Art in the Back Alleys of Hollywood

In Los Angeles, for better or for worse, graffiti has become a solid part of the urban landscape. Some of it is not so pretty, actually destructive, illegal and gang related - but then there are others (sometimes done legally) by certain graffiti crews that are stunning. (Graffiti crews are either ex- gang members who were able to exit the gang through the promise of perpetuating graffiti; or they could be merely influenced by gangs). Last Saturday, I had the opportunity to go around the back alleys of Hollywood with Steve Grody, author of "Graffiti L.A," and get his take on what was painted on the walls. Grody has been studying graffiti in Los Angeles for the past 18 years and has been able to enter a world most of us never know.
This picture only captures half of the total image on the wall but for me it was the most interesting. This production draws its influences from Japanese wood block and is distinctly unlike the style of graffiti found in New York.
This piece was part of a larger image which referenced the importance of music. The train pays homage to the origins of graffiti - the New York subway trains.
This graffiti writer above went to Art school before turning to graffiti as a means of expression.
The image of the two men above known as a graphic print is done using spray cans or paint.
This image is a representation of a graffiti writer sketching in his black book - who as a child is surrounded by and struggles with social, economic and personal demons.
Rarely seen in graffiti pieces is the use of Arabic text as seen here. Most of the text is generally written in either Spanish or English. However, in the 1980's, there were a group of graffiti writers called the Wonton Men who did very creative pieces using kanji. Interesting to note, according to Grody, graffiti crews are open to all races, nationalities, religious backgrounds. There is no discrimination between Jewish or Christian, Iranian, Syrian, Filipino, Chinese, Black, White or Latino.... You are only judged by the quality of your work.
Given the illegality of some of this work, issue of copyright becomes an interesting dilemma; especially since so much of this can now be seen online. The majority of the images I have posted above were done by the CBS crew or friends of the CBS crew such as WAI.
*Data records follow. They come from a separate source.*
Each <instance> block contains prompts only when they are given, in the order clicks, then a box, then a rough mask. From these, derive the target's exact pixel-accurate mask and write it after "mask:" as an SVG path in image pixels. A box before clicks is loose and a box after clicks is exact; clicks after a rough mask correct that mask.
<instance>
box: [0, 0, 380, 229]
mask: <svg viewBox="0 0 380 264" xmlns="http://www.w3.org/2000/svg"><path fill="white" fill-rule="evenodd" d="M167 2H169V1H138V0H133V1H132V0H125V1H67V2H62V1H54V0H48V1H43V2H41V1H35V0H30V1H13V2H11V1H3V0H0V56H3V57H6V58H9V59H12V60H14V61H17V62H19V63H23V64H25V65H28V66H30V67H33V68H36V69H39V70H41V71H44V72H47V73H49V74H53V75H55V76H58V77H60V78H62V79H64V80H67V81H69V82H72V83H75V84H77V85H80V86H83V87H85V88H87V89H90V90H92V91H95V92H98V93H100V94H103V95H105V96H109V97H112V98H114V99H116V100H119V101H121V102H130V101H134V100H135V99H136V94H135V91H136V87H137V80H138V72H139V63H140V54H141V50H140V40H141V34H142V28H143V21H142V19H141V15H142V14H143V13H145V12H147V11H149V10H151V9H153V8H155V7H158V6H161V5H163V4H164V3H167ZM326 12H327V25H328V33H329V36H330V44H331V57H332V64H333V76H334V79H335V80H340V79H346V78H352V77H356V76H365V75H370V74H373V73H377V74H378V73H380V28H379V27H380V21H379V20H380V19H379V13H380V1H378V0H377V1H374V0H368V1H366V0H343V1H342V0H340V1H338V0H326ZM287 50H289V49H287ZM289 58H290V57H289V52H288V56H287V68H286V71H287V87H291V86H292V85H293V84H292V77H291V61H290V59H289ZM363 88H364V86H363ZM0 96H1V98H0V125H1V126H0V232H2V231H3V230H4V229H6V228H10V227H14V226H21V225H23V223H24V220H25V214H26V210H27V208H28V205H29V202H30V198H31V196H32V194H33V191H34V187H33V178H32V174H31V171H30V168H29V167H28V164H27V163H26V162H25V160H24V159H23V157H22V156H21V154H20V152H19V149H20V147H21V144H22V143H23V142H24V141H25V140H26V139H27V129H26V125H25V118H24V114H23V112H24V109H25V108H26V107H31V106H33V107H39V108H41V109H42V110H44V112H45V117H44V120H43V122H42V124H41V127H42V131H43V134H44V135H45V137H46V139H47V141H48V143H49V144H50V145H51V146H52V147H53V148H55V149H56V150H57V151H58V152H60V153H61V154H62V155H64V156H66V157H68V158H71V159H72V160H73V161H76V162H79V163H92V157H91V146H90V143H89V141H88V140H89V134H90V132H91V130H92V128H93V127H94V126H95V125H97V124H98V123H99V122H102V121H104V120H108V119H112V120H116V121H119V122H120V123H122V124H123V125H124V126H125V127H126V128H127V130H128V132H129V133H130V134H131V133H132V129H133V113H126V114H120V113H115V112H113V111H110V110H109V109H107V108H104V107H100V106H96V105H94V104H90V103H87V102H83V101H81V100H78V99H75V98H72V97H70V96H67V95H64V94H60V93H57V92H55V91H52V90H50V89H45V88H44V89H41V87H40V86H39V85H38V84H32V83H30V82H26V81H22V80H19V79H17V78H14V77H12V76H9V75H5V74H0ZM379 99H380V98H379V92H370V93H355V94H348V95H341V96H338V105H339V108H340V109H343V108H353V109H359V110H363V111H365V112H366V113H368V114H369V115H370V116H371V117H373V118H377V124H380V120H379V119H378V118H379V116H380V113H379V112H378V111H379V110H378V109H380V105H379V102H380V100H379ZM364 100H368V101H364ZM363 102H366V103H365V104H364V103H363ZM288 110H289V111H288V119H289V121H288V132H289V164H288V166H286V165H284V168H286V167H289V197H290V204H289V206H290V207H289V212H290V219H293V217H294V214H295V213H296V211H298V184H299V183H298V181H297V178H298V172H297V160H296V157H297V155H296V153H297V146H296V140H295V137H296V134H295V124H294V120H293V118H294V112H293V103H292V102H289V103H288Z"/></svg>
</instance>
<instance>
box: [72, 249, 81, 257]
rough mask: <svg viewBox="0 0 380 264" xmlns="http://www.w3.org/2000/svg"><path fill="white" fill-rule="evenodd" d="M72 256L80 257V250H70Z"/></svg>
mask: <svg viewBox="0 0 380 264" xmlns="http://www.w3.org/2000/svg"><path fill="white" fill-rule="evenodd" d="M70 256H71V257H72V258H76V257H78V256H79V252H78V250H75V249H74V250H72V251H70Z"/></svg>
Check out www.50mmlosangeles.com for information on graffiti in Los Angeles and various graffiti crews. To see what is happening globally check out: www.artcrimes.com


  1. Deeba,

    Thank you for your interest and attendance at my tour. The world of graffiti is indeed fascinating and does encompass the good, the bad and the ugly. Without trying to identify all "writers" in your photographs, it would be good to say that the work was by CBS crew members or friends of CBS, such as WAI. If you took a picture of the group by any chance, I would love it if you could send it on to me.

    Thanks again,

    Steve Grody

  2. Thanks Steve, I was unable to catch all the names of the writers during the tour.